Nieuwenhuis extended his Cactus League hitting streak to eight games Sunday with a fourth-inning homer off Samardzija, and is hitting an even .500 (10 for 20) with three homers and 10 RBI over that span. All told, Nieuwenhuis is hitting .306 with an OPS of 1.138 through 15 games.
Last spring—Nieuwenhuis’ first with the Brewers after being claimed off waivers from the New York Mets—he hit .263 with a homer and seven RBI in 25 Cactus League games, but also struck out 24 times. He’s fanned just 11 times this spring.
"I feel all right. I’m really just trying to see the ball better than last spring," he said. "I’m a little bit more comfortable up there. It’s been a lot of fun so far."
Nieuwenhuis wound up being a helpful piece for the Brewers in 2016 as they started their rebuild. He played good defense in addition to hitting a career-high 13 homers and driving in 44 runs in nearly 400 plate appearances, but also hit .209, struck out 39.7% of the time and had some extreme home-road splits (.290/11/31 at Miller Park, .127/2/13 away from it).
This year he’s seeking more consistency across the board.
"I think last year I was just kind of searching," he said. "Maybe trying to put some swings on balls that I probably shouldn’t have. Trying to make my swing what I thought it should look like instead of understanding how different stuff works mechanically.
"Really, just being more comfortable and putting added focus on seeing it better has helped (this spring)."
Under the radar: Because he is not considered one of the top prospects or on the 40-man roster, Kyle Wren flies under the radar for those outside the Brewers organization. But he is a nice player and has fared well in camp when given a chance to play in exhibition games.
Wren, 25, who started in center Sunday against the Giants and collected two hits, is batting .385 (10 for 26) in Cactus League play with two doubles, a triple, home run, five RBI and .435 on-base percentage. Because outfield prospects Lewis Brinson, Ryan Cordell and Brett Phillips were optioned to the minors and won’t return for exhibition action, Wren has played more lately.

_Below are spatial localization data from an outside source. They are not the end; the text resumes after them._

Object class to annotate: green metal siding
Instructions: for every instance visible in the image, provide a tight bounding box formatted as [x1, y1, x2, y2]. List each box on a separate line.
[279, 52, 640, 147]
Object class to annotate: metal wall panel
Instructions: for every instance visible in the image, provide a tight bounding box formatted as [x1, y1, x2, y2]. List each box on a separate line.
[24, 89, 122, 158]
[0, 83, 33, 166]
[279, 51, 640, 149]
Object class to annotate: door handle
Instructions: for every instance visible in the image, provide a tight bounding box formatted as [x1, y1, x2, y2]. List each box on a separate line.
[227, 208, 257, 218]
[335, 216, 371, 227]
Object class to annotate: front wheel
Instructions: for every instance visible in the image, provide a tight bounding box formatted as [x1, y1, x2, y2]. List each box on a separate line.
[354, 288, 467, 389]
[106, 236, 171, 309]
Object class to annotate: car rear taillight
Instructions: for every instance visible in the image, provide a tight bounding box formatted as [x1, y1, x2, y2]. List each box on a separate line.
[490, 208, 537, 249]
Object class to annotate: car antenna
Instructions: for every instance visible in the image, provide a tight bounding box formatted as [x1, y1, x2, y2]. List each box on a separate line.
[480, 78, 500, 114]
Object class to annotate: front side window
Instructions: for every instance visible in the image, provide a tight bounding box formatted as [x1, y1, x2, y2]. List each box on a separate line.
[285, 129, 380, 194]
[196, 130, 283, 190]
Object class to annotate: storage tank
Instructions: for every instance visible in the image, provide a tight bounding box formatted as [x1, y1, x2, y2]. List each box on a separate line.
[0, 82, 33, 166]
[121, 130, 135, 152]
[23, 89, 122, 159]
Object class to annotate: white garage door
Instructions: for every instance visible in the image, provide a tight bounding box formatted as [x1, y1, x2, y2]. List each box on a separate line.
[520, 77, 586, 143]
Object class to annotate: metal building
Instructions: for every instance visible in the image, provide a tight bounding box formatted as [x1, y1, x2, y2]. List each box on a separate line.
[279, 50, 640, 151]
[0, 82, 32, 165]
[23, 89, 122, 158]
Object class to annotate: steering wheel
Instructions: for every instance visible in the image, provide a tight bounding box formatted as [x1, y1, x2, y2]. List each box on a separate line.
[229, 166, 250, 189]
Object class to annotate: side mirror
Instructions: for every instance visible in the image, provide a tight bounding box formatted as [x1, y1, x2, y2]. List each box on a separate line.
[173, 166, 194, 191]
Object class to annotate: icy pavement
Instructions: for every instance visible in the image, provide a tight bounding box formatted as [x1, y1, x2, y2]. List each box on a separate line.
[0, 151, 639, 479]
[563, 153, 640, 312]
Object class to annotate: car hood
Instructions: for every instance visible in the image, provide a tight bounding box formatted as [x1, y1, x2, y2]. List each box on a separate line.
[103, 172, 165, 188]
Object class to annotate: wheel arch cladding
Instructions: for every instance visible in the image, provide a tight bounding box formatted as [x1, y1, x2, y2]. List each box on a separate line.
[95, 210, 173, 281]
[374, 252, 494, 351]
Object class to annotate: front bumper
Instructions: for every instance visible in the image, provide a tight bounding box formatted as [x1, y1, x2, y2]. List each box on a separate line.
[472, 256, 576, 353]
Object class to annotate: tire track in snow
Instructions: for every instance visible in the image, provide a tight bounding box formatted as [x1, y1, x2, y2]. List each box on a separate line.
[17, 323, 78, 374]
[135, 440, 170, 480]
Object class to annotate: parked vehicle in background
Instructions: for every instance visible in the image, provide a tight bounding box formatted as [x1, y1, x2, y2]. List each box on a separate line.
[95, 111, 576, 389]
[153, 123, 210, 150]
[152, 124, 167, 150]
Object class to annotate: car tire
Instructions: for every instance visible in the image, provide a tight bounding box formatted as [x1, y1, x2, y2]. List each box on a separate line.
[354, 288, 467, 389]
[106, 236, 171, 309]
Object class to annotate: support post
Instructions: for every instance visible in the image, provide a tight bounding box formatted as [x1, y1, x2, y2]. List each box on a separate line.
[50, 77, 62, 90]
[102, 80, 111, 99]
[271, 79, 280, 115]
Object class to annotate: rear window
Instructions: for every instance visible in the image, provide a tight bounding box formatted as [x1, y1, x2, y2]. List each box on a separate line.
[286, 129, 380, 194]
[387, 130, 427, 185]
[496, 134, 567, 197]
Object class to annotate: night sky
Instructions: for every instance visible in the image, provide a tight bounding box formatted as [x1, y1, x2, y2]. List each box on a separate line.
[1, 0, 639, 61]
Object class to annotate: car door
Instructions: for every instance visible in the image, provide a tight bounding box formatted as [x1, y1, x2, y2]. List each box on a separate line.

The son of former Atlanta general manager Frank Wren split the 2016 season between Class AA Biloxi and Class AAA Colorado Springs, batting .322 with a .412 OBP, 14 doubles, eight triples, two homers, 39 RBI and 29 stolen bases.
How it will work out for Wren in Colorado Springs with Brinson, Cordell and Phillips expected to play regularly remains to be seen, but he has made an impression on Counsell.
“Kyle has played well,” Counsell said. “He knows the situation (in Colorado Springs) with the players and the prospects that are slated for that level. It’s March 19th. Things change really fast. If you take care of your part, which is playing well, you’ll have a good season."
Wren said he has one goal this spring: "Make an impression" every time he gets a chance to play. As for the outfield overload in Colorado Springs, he is trying not to worry about it.
"It’s going to be a crowded outfield, that’s for sure," Wren said. "I’ve just got to go out there and play my hardest, and show what I can do, and hopefully make a good enough impression."